Daragh Gerard Marion O'Malley (born 25 May 1954) is an Irish actor, director and producer. He was born in Dublin, Ireland.

Among many TV appearances O'Malley is known for his portrayal of Patrick Harper in the series Sharpe (1993–2009), starring Sean Bean. O'Malley first appeared in roles in the films The Long Good Friday and Withnail and I, guest roles in many UK television series including Tales of the Unexpected, Waking The Dead and Vera, TV roles in Longitude, Cleopatra and The Magnificent Seven, and US TV film Vendetta. O'Malley also played Irish explorer Tom Crean in the 8 part television series The Last Place on Earth.

In 2011 O'Malley turned his focus to the stage, appearing in productions in the US and in the UK. Among over a dozen stage productions O'Malley appeared as Father Jack in a revival of Dancing at Lughnasa, which was nominated for an MTA Best Production Award, and followed that by playing John Rainey in a London revival of Irvine's Mixed Marriage, which received positive reviews. In 2014, O'Malley appeared as Big Daddy in a production of Cat on a Hot Tin Roof at The Royal Exchange Theatre Manchester, for which he was nominated for an MTA Best Actor award, while UK's The Stage selected O'Malley's performance as one of the Top Five Performances in UK theatre in 2014.

Awards
O'Malley produced the Irish version of The Rocky Horror Show in Dublin; the show won numerous awards, including a Best Production Jacob's Award. The show's playwright, Richard O'Brien, described O'Malley's Irish production as "without doubt, the sexiest version of my show ever produced".

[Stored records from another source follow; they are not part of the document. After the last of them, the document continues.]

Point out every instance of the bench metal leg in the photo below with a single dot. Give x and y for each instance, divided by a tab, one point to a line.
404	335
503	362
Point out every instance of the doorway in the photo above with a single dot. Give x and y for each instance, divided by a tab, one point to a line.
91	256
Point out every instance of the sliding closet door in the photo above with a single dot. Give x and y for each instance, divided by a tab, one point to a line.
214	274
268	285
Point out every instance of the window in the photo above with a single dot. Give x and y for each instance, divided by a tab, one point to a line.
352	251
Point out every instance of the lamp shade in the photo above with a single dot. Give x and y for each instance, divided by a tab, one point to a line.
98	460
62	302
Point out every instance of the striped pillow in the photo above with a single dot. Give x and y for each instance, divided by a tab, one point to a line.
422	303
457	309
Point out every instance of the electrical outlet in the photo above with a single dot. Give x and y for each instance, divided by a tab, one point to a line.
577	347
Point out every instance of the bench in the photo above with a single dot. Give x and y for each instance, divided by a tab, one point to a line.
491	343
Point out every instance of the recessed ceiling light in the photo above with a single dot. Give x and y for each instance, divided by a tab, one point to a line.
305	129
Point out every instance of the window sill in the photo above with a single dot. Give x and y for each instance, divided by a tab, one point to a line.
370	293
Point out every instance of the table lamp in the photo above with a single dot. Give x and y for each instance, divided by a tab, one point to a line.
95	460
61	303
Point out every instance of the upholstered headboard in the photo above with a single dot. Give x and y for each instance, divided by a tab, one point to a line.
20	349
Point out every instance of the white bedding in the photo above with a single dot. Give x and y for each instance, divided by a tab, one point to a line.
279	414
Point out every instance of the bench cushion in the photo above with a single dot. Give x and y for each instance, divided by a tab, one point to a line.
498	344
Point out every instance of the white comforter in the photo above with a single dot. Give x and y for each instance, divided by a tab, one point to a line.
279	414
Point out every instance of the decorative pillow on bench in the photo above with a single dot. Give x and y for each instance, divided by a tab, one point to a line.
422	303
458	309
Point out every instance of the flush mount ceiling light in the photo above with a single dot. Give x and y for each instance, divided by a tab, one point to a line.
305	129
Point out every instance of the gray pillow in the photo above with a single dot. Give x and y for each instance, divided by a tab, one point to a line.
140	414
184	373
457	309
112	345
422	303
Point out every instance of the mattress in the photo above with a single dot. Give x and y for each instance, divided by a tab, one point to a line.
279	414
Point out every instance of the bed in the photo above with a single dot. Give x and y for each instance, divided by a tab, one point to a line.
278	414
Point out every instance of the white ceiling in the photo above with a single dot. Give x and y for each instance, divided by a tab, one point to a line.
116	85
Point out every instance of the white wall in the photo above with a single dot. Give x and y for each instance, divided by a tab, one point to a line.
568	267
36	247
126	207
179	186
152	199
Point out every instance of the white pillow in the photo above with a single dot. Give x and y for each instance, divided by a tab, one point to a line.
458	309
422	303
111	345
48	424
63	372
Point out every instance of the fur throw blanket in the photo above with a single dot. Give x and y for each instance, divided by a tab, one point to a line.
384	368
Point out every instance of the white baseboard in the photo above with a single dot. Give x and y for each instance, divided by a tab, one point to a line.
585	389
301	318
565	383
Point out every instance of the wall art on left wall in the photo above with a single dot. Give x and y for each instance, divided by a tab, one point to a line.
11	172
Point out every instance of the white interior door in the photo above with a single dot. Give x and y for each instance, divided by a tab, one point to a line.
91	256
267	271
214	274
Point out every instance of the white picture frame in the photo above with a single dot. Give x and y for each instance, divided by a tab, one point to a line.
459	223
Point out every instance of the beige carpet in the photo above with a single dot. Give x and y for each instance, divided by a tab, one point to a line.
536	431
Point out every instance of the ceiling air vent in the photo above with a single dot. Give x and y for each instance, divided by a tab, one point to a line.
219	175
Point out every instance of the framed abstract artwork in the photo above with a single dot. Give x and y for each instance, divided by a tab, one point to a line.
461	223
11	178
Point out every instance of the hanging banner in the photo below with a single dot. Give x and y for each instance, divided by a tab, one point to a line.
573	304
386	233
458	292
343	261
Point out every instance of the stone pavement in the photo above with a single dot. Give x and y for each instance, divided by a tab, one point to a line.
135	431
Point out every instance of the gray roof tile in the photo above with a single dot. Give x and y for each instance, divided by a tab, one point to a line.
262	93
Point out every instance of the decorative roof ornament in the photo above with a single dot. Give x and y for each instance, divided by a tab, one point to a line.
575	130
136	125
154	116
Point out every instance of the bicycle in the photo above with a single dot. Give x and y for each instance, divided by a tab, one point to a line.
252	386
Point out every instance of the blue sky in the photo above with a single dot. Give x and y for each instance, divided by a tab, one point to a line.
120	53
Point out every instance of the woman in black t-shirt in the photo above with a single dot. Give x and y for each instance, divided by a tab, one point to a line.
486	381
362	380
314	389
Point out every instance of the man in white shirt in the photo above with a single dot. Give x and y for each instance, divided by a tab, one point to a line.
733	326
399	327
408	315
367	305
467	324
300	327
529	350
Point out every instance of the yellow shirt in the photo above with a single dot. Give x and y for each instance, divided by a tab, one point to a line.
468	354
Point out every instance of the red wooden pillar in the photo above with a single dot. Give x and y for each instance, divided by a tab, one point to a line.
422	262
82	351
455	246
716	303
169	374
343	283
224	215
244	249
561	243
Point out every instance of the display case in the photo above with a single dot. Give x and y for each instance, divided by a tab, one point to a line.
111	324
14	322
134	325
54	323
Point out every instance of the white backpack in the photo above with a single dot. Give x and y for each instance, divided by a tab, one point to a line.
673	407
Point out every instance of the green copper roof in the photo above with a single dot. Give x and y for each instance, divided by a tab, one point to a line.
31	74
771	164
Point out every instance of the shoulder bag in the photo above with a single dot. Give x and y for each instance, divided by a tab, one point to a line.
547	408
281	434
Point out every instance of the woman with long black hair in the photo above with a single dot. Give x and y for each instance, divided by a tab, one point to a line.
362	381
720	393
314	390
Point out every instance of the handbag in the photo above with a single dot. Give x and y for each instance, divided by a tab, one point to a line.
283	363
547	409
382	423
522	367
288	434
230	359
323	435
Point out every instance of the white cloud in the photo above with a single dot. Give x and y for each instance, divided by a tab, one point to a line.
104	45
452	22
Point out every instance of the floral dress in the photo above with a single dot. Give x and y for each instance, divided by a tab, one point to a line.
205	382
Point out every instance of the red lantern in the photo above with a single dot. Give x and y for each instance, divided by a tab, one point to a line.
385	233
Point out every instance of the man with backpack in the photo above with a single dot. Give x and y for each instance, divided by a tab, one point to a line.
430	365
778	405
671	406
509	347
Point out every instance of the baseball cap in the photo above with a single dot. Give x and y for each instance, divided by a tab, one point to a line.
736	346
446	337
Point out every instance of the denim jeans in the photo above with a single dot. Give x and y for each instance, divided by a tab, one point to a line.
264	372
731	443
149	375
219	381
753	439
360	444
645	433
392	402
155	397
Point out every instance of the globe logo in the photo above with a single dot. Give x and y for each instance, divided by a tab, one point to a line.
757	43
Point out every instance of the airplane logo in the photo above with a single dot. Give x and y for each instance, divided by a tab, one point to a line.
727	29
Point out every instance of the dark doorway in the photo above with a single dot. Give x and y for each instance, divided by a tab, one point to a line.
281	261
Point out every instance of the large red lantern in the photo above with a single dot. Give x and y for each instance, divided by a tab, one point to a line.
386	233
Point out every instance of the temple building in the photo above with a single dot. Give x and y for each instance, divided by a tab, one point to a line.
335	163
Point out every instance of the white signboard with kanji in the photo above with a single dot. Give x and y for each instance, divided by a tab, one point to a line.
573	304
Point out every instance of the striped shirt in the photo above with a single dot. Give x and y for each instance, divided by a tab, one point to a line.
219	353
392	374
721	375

In Los Angeles, O'Malley won a Drama-Logue Best Actor Award for his 1998 performance as Sweeney in Patrick Marber's Dealers Choice at The Mark Taper Forum.

A one-off episode of the BBC Series Doctors, a two-handed episode in which O'Malley appeared with actor Christopher Timothy, won a BANFF TV Award.

In 2011, a production of Dancing at Lughnasa in which O'Malley appeared as Father Jack was nominated for an MTA Award.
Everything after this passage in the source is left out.